Jülich, 15 January 2007 - Israel's world-famous "Wolf Prize" has been awarded this year to Prof. Peter Grünberg from Research Centre Jülich. He will share the prize money of roughly € 100,000 in the field of physics with Prof. Albert Fert from the Université Paris-Sud. The prize will be presented in the Knesset by the Israeli president in May. Only last week, the two laureates were honoured by the "Japan Prize" with prize money of approx. € 350,000.

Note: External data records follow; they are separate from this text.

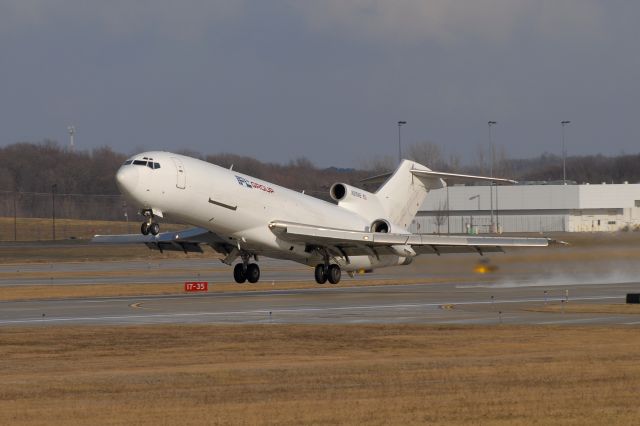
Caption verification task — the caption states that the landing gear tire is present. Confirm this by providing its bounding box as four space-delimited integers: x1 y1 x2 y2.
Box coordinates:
327 265 342 284
315 264 327 284
147 222 160 235
245 263 260 284
233 263 248 284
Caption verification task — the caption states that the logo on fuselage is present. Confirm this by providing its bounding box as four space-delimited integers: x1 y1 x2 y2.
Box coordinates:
236 175 273 193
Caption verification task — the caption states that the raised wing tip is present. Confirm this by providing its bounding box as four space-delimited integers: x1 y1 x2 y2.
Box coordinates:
547 238 571 246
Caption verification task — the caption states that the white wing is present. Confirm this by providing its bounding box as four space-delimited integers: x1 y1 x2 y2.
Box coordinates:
91 228 229 253
269 222 550 256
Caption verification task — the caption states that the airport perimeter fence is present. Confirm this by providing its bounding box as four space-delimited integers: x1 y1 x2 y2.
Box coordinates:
0 191 136 241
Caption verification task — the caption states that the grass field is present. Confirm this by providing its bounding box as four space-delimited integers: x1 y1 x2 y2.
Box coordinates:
0 325 640 425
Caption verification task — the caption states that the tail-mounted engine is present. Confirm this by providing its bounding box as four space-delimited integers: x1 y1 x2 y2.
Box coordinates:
371 219 391 234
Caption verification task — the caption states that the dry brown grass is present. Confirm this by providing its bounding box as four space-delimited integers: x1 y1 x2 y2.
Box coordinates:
0 325 640 425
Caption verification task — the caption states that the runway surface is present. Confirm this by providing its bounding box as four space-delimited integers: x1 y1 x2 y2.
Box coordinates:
0 253 640 326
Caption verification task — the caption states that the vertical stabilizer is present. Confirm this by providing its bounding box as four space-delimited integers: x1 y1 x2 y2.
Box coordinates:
376 160 445 229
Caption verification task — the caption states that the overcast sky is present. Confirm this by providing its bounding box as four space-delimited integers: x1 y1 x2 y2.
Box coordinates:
0 0 640 167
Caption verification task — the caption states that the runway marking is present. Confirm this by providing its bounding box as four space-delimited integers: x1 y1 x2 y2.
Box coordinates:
0 296 620 325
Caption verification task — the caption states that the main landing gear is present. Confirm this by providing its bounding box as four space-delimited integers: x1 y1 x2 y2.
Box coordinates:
140 210 160 235
233 255 260 284
315 263 342 284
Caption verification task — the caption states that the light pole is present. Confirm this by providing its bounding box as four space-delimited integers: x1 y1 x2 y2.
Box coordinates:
51 183 58 241
560 120 571 185
487 121 498 232
398 121 407 163
469 194 480 234
67 125 76 152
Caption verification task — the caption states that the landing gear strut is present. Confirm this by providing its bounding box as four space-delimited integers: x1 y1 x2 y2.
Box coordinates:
140 210 160 235
315 249 342 284
233 253 260 284
315 263 342 284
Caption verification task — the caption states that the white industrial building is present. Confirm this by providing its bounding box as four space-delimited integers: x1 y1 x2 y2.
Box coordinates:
410 184 640 234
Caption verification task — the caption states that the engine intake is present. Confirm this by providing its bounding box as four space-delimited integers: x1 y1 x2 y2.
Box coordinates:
371 219 391 234
329 183 347 201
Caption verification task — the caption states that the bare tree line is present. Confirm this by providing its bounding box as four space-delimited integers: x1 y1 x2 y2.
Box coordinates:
0 141 640 220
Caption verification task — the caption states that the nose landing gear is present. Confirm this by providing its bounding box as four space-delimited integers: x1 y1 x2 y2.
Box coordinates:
315 263 342 284
140 210 160 235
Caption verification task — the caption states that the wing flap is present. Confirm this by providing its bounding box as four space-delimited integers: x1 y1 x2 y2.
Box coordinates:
269 221 549 255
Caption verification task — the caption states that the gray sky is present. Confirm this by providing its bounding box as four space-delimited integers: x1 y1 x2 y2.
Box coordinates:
0 0 640 166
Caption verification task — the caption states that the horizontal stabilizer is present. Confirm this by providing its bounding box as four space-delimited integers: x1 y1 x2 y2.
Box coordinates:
411 169 518 185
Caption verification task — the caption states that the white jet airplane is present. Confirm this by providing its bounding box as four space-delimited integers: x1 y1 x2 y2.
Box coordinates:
93 152 550 284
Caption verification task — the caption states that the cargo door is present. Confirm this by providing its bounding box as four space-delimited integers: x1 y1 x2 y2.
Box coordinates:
171 157 187 189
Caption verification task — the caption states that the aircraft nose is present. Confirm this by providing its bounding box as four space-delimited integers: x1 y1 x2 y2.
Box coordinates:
116 165 138 194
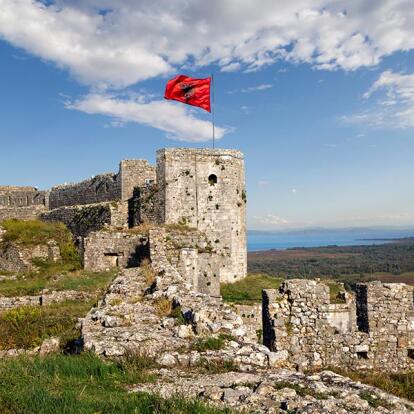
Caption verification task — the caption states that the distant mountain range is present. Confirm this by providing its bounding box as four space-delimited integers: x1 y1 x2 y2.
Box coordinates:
247 225 414 235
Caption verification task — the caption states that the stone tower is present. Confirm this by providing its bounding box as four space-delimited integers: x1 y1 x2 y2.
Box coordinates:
157 148 247 282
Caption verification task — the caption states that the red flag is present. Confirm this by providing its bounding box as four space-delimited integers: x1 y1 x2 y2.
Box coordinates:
164 75 211 112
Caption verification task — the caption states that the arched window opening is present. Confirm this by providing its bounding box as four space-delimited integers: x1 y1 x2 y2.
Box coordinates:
208 174 217 185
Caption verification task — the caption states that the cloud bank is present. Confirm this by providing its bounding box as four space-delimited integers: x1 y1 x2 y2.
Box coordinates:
343 70 414 129
0 0 414 139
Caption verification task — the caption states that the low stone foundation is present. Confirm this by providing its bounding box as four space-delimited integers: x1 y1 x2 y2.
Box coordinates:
263 280 414 371
84 230 149 272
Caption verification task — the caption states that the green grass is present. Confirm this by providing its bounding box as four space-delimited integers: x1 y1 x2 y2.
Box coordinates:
0 219 79 261
329 367 414 402
0 354 230 414
0 301 93 350
0 264 116 297
220 274 283 304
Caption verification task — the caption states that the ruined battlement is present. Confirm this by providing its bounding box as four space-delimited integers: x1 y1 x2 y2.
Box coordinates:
263 279 414 371
157 148 247 282
0 148 247 288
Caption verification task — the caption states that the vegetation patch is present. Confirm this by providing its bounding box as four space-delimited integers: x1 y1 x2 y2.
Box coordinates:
154 298 172 317
0 301 93 350
0 264 117 297
329 367 414 407
0 219 79 262
248 238 414 290
0 353 230 414
220 274 283 304
195 358 239 374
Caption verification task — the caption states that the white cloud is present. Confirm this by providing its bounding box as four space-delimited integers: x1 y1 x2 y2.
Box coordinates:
227 83 273 95
342 70 414 128
66 94 229 142
0 0 414 86
240 105 250 115
254 214 289 226
0 0 414 137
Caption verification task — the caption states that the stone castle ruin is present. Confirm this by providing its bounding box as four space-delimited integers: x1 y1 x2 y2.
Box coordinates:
0 148 414 394
0 148 247 296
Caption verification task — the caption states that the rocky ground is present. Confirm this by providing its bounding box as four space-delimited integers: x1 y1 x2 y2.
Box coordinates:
131 369 414 414
82 262 414 413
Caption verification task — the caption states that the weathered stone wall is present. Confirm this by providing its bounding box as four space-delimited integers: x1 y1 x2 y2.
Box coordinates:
157 148 247 282
0 186 46 207
49 160 155 209
0 186 47 221
263 280 414 371
119 160 156 201
0 205 46 221
232 303 263 342
0 240 61 272
166 225 222 297
150 227 221 297
128 184 162 227
49 173 121 209
83 231 149 272
0 289 93 310
40 203 111 238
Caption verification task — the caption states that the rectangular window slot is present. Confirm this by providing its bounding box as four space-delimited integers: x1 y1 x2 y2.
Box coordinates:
357 352 368 359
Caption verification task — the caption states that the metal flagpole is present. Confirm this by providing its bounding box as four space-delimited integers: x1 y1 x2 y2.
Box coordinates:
211 74 215 148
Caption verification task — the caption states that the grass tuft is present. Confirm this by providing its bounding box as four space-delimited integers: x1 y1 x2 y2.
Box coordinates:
0 301 92 350
154 298 172 317
220 274 283 304
328 367 414 401
0 219 79 262
0 353 230 414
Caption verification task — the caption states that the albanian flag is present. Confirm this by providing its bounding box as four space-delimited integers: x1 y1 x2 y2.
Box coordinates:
164 75 211 112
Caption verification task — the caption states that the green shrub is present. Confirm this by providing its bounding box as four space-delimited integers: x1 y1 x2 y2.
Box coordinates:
0 301 92 349
0 353 230 414
0 219 80 264
220 274 283 304
329 367 414 402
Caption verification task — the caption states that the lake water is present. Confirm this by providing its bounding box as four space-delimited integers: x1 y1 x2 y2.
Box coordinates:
247 229 414 251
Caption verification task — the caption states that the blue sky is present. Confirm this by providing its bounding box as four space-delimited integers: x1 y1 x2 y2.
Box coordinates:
0 0 414 229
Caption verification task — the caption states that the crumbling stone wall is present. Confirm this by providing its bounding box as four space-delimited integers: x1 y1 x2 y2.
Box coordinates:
83 231 149 272
149 227 221 297
157 148 247 282
49 173 121 209
0 186 47 221
128 184 162 227
262 280 414 371
0 205 46 221
0 186 46 207
232 303 263 342
119 160 156 201
49 160 155 209
40 203 111 238
0 240 61 272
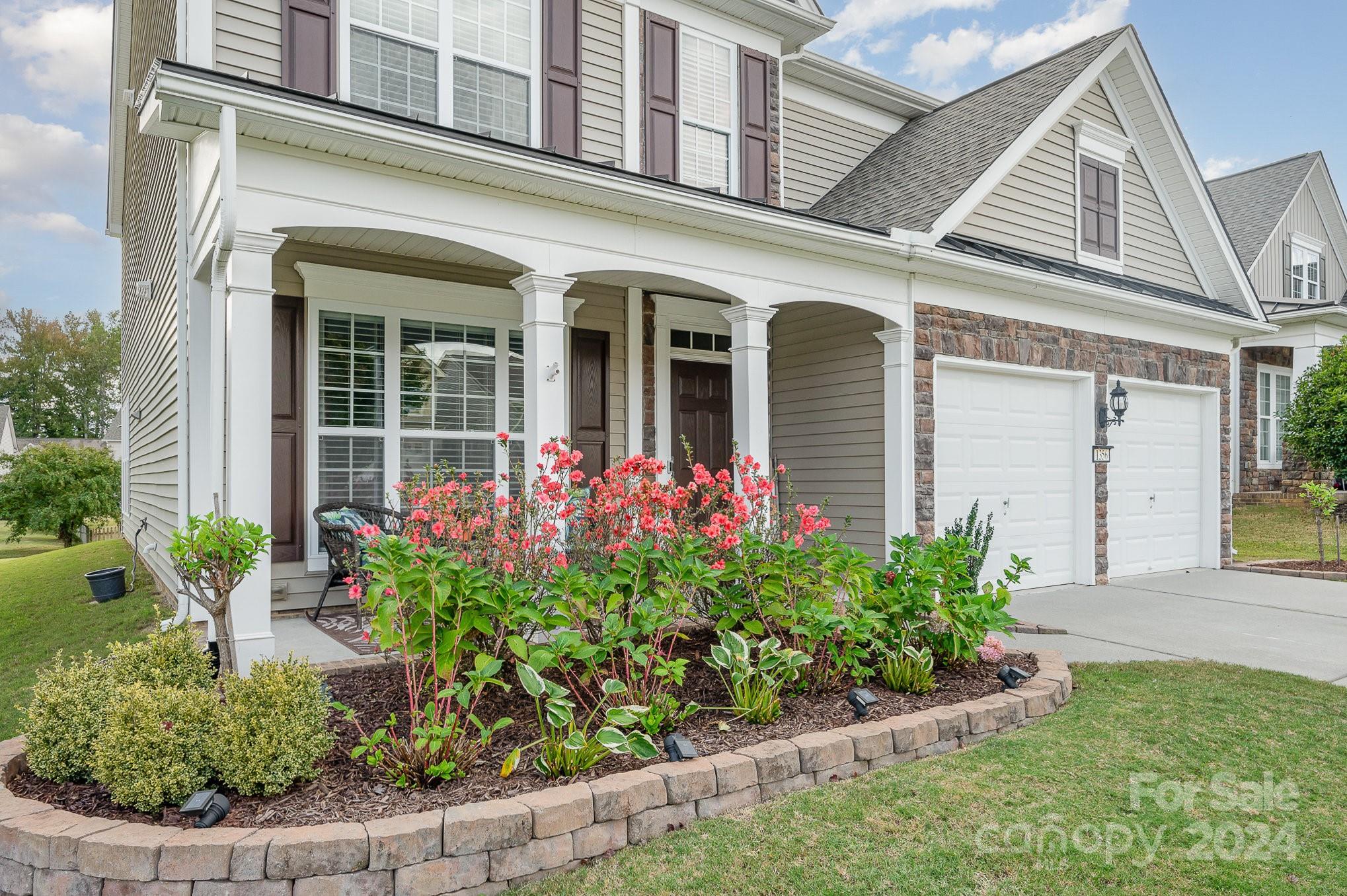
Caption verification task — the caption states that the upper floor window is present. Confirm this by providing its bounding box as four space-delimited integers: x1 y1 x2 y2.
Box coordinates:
348 0 535 143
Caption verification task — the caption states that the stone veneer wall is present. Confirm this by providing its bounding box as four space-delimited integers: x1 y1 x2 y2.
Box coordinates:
1239 346 1331 492
0 651 1071 896
913 303 1231 583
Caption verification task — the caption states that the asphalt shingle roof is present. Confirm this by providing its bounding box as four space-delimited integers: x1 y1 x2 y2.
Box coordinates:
1207 152 1319 271
810 28 1126 231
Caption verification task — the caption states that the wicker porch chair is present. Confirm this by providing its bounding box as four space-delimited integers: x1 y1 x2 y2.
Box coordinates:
306 502 406 628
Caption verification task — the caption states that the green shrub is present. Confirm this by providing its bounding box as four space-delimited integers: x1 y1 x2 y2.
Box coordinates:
109 624 215 690
93 683 219 813
213 656 335 796
20 653 113 782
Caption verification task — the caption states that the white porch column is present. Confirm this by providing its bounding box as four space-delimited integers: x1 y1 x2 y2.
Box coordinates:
510 274 575 480
720 305 776 472
222 232 286 675
874 326 916 544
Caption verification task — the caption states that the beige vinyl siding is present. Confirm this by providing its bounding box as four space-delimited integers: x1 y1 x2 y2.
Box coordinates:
580 0 623 165
215 0 280 83
783 97 889 209
121 0 182 582
955 83 1203 292
771 302 888 558
1249 183 1347 301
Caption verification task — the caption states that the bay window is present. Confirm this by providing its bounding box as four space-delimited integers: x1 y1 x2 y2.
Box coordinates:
342 0 536 143
1258 364 1290 468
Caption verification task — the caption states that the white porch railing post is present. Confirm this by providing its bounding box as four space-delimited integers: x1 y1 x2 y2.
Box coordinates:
222 232 286 675
874 326 916 544
510 274 575 481
722 305 776 472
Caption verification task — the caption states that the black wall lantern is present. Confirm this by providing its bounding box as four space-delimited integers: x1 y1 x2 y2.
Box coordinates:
1099 380 1128 429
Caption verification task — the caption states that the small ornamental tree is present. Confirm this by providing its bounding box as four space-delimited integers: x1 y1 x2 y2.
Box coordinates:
0 445 121 547
169 513 272 677
1281 337 1347 474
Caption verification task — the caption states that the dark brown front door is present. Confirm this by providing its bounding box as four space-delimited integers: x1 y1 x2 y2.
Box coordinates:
571 330 613 481
670 361 734 485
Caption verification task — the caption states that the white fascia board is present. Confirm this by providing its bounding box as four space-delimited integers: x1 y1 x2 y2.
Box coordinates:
140 69 905 264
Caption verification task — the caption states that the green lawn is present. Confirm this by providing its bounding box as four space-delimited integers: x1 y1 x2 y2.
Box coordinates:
0 523 61 560
520 661 1347 896
0 539 156 739
1233 504 1347 562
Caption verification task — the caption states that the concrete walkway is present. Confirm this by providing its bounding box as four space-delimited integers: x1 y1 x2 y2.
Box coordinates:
1006 570 1347 686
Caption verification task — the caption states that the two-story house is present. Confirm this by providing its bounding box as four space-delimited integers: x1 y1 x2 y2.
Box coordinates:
109 0 1274 667
1207 152 1347 494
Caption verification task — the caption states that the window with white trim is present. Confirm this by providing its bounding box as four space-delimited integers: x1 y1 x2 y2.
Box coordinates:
349 0 533 143
679 30 736 193
1258 364 1290 467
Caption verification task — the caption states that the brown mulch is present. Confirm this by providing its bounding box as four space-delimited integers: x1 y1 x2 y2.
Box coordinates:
1255 560 1347 573
8 633 1038 827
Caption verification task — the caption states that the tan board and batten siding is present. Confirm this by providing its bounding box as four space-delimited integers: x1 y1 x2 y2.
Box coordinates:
1249 183 1347 301
580 0 623 165
771 302 888 558
121 0 183 582
955 83 1203 294
215 0 280 83
783 97 889 209
272 240 627 609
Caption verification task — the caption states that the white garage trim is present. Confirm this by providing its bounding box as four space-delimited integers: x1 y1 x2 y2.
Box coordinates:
931 354 1095 585
1108 376 1220 576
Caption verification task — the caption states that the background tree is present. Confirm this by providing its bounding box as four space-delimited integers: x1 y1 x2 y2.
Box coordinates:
1282 337 1347 474
0 445 121 547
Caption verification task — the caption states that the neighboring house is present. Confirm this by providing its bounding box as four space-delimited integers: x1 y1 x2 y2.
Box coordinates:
108 0 1274 667
1207 152 1347 493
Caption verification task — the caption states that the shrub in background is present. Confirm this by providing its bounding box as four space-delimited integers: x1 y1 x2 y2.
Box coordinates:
20 653 113 782
110 622 215 689
93 685 219 813
212 656 335 796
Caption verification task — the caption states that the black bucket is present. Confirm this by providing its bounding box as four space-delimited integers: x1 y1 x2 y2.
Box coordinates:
85 566 127 604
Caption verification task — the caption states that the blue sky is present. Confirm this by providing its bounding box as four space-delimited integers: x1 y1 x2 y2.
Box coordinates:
0 0 1347 315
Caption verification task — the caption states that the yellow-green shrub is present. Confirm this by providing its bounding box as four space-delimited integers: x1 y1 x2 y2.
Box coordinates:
214 657 335 796
93 683 219 813
109 624 215 689
20 653 113 782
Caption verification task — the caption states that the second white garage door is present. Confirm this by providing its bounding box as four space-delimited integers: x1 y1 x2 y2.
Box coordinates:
935 367 1079 587
1108 383 1215 578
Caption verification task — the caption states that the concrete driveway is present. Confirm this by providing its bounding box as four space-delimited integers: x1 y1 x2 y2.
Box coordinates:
1007 570 1347 686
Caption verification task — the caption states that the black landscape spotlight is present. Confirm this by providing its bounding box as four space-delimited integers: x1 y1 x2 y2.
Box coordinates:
664 731 697 763
997 665 1030 691
178 790 229 827
846 687 880 718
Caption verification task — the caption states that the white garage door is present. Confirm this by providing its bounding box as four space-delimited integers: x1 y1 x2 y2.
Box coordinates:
935 367 1076 587
1108 385 1215 578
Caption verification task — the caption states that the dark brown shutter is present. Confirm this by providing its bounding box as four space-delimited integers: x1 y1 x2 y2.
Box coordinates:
644 12 677 180
543 0 580 158
280 0 337 97
740 47 772 201
571 330 613 481
271 295 305 562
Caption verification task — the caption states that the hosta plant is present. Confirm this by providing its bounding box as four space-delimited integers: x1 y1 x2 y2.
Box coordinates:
501 663 659 778
705 632 812 725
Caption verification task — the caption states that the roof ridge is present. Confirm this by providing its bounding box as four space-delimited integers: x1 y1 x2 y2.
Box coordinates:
913 23 1132 122
1207 149 1323 183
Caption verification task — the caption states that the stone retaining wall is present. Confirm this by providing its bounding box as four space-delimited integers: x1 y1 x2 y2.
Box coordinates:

The two solid-state physicists received the prize for their discovery of giant magnetoresistance. The discovery of this effect led in the nineties to a breakthrough in gigabyte hard disks. In 1998 Peter Grünberg was awarded the Future Prize of the German Federal President for this discovery, in 2006 the prize for European Inventor of the Year by the European Commission and in 2007 the Stern-Gerlach Medal of the German Physics Society. Grünberg's work laid the foundations for the field of spintronics, which exploits the quantum mechanical spin of electrons for micro- and nanoelectronics.

As the basis for their decision, the jury cited the fact the Grünberg and Fert's work "launched a new field of research and applications known as spintronics". "In the technological arena the GMR has completely revolutionized the magnetic recording industry" is the jury's verdict in the citation published by the Wolf Foundation, which awards the Wolf Prizes annually in six categories. The prize will be presented to the researchers by the President of the State of Israel in the Knesset, the Israeli parliament, on 13 May 2007. Former prize winners include Stephen Hawking, Mitchell Feigenbaum, Peter W. Higgs and the Nobel laureate Gerard 't Hooft.

Grünberg's giant magnetoresistance (GMR) effect is now found in more than 90 per cent of hard disks produced today. The GMR effect enables data to be read out very precisely. These data are stored tightly packed in small areas of different magnetization. A sensor that makes use of the GMR effect registers these tiny differences as a large measurable change and is therefore able to function in a highly sensitive manner. This fact was recognized very rapidly by industry. The first GMR read head for computer hard disks came onto the market in 1997. Exploitation of the GMR effect has led to eight-figure earnings from royalties for Research Centre Jülich. The GMR effect has long been integrated into improved read heads for hard disks, videotapes and in MP3 players all over the world.